Bureaucrats with limited maritime operational experience frequently influence marine training and governance in Bangladesh. Decision-making is shaped by administrative prerogative rather than industry expertise. Despite repeated formal requests, representation from the Bangladesh Marine Academy Alumni Association (BMAAA), the body with the highest level of professional knowledge, has been routinely excluded from planning and oversight decisions.

This is not only counterproductive, it is structurally self-defeating.

The Issue of Market Absorption Capacity

Realistically, the international shipping industry can currently absorb approximately 300 to 350 Bangladeshi cadets per year, based on demand, visa conditions, language proficiency requirements, and the market’s assessment of training standards. Rear Admiral (Retd.) A.S.M. Abdul Baten, Secretary General of BOGSA, has already stated that overshooting intake will directly increase unemployment by the end of 2026, with projections of at least 1,500 unemployed cadets entering the job market within a year.

Yet the intake of 526 has been approved.

Oversupplying cadets does not create employment.

It creates wasted potential and disillusionment.

Declining Interest and Diminishing Talent

A troubling trend is emerging: bright, motivated students are becoming hesitant to join marine academies. Admission quality has begun to decline, not because the profession lacks dignity, but because prospective candidates have recognized the uncertainty surrounding employment.

Poor intake leads to poor output, which further erodes Bangladesh’s maritime reputation abroad. This downward spiral must be addressed before it calcifies.

A Turning Point: What Must Be Done

Bangladesh does not lack maritime history, nor maritime talent. But this talent must be supported by policy discipline, industry alignment, and institutional modernization. The path forward should be grounded in the following priorities:

Reduce intake temporarily to align with the actual global job absorption capacity.

Strengthen the core Bangladesh Marine Academy (Chattogram) into a flagship national institution.

Ensure meaningful oversight representation from BMAAA and industry professionals in curriculum and training design.

Standardize quality and accreditation requirements across all academies.

Develop structured international placement partnerships with shipping companies and crew management agencies.

Invest in English-language competency, simulator training, and soft-skill development, which are increasingly decisive hiring factors globally.

The maritime sector is not merely another bureaucratic department. It is a global labor-linked industry. Decisions must be made accordingly.

Conclusion: Restoring Purpose and Direction

Bangladesh owes it to its young mariners to build a maritime training ecosystem based on integrity, foresight, and professional excellence.

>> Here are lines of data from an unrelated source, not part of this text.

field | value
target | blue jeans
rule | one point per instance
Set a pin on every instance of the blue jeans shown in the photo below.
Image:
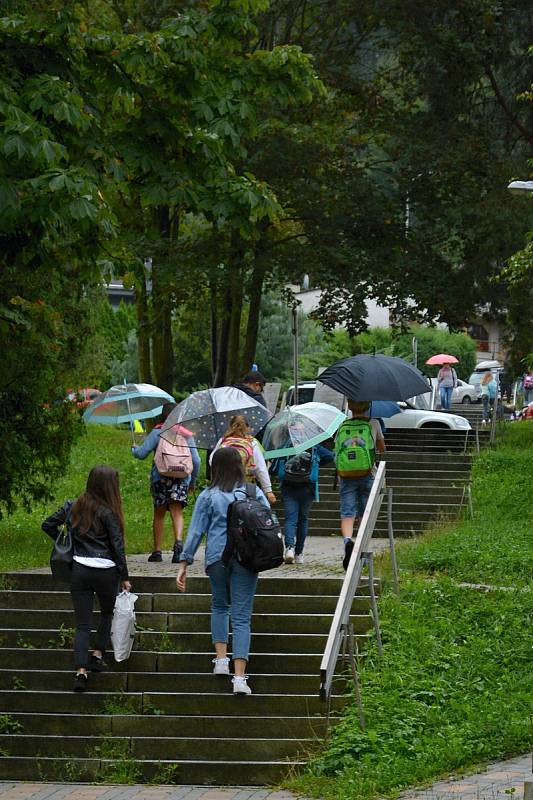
(232, 596)
(445, 396)
(297, 501)
(354, 494)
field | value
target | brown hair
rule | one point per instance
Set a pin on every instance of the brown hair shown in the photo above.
(103, 489)
(358, 407)
(227, 469)
(238, 426)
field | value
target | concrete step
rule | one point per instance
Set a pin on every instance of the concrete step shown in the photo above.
(245, 773)
(155, 726)
(151, 661)
(177, 641)
(177, 602)
(161, 703)
(168, 748)
(186, 622)
(192, 682)
(149, 584)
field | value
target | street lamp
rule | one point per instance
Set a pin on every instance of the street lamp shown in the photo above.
(304, 286)
(519, 187)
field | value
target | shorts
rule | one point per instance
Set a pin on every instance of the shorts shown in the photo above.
(170, 490)
(354, 494)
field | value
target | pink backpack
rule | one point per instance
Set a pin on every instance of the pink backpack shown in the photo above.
(173, 459)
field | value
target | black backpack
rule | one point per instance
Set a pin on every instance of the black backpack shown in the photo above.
(254, 534)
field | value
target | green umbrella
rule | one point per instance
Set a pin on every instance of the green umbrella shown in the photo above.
(298, 428)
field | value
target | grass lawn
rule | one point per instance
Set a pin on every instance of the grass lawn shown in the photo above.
(454, 686)
(23, 543)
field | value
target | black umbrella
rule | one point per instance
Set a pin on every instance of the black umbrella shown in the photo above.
(377, 377)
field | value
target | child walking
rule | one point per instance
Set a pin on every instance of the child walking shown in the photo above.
(232, 585)
(168, 494)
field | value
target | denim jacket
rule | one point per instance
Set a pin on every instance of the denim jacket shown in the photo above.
(209, 517)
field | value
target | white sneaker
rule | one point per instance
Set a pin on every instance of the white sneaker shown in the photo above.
(221, 666)
(289, 555)
(240, 685)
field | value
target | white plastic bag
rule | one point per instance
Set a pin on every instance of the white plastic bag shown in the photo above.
(123, 625)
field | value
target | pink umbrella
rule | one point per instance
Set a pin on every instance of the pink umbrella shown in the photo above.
(442, 358)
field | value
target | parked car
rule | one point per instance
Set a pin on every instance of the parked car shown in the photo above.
(414, 413)
(412, 417)
(82, 397)
(463, 393)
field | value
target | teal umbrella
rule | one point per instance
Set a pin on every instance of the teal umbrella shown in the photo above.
(298, 428)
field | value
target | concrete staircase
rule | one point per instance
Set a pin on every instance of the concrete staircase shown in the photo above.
(428, 471)
(162, 716)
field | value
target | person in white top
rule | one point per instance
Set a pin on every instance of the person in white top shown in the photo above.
(239, 437)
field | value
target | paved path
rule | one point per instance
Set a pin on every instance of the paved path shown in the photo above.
(323, 558)
(501, 781)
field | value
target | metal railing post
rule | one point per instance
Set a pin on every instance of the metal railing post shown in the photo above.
(390, 531)
(355, 677)
(369, 558)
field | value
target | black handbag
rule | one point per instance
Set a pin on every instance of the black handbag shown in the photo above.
(62, 554)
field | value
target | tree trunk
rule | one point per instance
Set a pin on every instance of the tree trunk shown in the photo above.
(143, 333)
(221, 372)
(237, 297)
(254, 309)
(163, 355)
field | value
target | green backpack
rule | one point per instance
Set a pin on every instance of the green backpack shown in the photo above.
(355, 453)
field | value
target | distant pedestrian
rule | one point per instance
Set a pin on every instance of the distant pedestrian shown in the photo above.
(527, 385)
(489, 390)
(356, 443)
(447, 381)
(298, 476)
(168, 493)
(253, 384)
(232, 585)
(239, 436)
(97, 524)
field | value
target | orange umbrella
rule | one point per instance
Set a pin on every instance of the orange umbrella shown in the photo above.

The students entering these academies are not statistics. They are the children of families who believe in the dignity of work, the honor of the sea, and the promise of a future beyond our borders.

The nation they serve must not betray that trust.

Quality must replace quantity.

Professionalism must replace bureaucracy.

And merit must replace expediency.

Only then can Bangladesh’s maritime legacy rise again strong, respected, and globally relevant. The management, namely the Hon’ble Shipping Adviser, the Shipping Secretary, and the Director General of Shipping, holds the authority to rationalize and adjust the cadet intake. One practical step is to temporarily suspend intake to the Marine Fisheries Academy, as it was established under the Ministry of Fisheries to serve the fisheries sector. The Hon’ble Chief Adviser has repeatedly emphasized the need to harness the vast potential of marine resources in the Bay of Bengal. That objective cannot be achieved if Fisheries Academy graduates are being diverted into the merchant shipping stream, particularly at a time when shipboard training berths have diminished to an alarming level.

We must focus our national efforts on strengthening the historic Bangladesh Marine Academy, Chattogram, restoring it to the high international standard it once held in the pre-Bangladesh era. The time has come for all stakeholders to work collectively and strategically to streamline maritime education, prioritizing quality over numerical expansion.